Lizzy doesn’t know yet about her disease, which will start taking away her vision when she is 10 to 13 years old. She’s been wearing hearing aids since birth.

“How do you tell a five-year-old, you know? She’s such a curious little girl, and so much of her life is through sight. I just can’t imagine trying to tell her that,” Myers said. “I don’t want her to be limited by anything.”

When the Myers first decided to go to Rome, they feared an encounter with the pope might prove impossible.

Yet with the help of an Italian nonprofit Unitalsi, an organization that assists disabled Catholic pilgrims, the dream seemed with reach – until, of course, they missed the plane.

The president of the group’s Rome branch said on its website that the Midwestern girl’s story had affected them “emotionally.”

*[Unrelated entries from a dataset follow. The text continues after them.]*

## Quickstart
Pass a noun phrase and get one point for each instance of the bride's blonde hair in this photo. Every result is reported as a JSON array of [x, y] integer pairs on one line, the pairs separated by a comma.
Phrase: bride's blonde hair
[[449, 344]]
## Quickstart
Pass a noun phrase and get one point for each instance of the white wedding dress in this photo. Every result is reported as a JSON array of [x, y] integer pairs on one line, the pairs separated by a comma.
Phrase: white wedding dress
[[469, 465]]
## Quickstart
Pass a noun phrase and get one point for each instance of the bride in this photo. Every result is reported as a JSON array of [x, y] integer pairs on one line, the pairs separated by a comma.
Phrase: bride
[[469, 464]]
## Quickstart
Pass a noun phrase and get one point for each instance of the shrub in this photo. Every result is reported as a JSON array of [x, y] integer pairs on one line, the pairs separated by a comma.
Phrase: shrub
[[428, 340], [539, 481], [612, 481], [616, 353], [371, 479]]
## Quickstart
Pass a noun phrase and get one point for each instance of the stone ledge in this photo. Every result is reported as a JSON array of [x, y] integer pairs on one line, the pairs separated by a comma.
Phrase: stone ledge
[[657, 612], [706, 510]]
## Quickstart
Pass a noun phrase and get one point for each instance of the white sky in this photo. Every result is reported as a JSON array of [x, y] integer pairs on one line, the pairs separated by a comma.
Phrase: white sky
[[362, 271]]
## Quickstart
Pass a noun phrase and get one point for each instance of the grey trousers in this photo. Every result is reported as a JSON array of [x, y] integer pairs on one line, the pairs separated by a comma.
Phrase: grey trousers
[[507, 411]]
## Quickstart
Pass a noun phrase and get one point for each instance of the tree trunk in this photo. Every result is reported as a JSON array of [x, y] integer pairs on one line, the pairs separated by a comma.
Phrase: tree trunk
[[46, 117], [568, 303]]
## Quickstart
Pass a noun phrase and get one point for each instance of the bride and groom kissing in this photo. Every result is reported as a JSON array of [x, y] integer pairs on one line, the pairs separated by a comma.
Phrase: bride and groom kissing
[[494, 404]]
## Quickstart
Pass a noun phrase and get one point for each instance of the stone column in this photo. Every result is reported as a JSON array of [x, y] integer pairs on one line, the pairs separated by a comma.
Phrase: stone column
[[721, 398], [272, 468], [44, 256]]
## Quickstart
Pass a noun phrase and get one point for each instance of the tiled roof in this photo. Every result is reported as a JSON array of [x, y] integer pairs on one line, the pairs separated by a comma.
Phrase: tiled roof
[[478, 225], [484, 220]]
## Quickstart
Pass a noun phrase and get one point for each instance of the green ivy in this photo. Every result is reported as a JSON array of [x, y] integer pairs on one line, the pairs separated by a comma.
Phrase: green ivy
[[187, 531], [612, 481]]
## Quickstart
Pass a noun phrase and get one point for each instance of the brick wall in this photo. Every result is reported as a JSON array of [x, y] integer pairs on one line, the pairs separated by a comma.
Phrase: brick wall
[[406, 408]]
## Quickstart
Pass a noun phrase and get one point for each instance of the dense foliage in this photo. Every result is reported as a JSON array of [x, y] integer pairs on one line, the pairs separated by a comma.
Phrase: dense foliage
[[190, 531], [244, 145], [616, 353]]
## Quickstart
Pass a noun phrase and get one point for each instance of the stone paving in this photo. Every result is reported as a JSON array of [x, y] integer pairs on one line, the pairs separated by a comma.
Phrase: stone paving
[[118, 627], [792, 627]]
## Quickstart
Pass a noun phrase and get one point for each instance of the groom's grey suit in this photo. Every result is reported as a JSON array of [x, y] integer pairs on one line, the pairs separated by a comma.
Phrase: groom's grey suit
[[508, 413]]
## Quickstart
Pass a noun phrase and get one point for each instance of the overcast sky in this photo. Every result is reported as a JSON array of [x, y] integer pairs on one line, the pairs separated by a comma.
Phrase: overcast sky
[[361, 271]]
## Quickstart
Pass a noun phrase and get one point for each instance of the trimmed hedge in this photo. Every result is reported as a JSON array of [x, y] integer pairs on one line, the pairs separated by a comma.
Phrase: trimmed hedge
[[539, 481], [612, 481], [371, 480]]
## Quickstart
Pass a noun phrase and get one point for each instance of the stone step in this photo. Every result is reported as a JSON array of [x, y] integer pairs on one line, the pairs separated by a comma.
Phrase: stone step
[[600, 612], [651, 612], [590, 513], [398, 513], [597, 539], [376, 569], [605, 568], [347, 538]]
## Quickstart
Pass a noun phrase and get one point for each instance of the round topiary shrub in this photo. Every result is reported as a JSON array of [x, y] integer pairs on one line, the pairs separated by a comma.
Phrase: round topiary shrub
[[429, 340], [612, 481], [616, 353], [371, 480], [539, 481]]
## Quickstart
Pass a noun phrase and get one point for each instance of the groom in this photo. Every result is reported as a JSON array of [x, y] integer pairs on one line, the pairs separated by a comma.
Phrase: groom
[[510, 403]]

Emanuele Trancalini also said that they’d reached out to the Myers because they wanted to show support to the parents.

“We wanted for them to know that they’re not alone in the battle against this disease,” he said.

Lizzy and her family will be given free stay in the Italian capital, courtesy of the Appia Antica Resort.

Despite missing the plane, Myers told the News Journal of Mansfield, Ohio, that they’re still travelling to Rome, and that Lizzy, and the rest of the family, will indeed have a private meeting with the pontiff.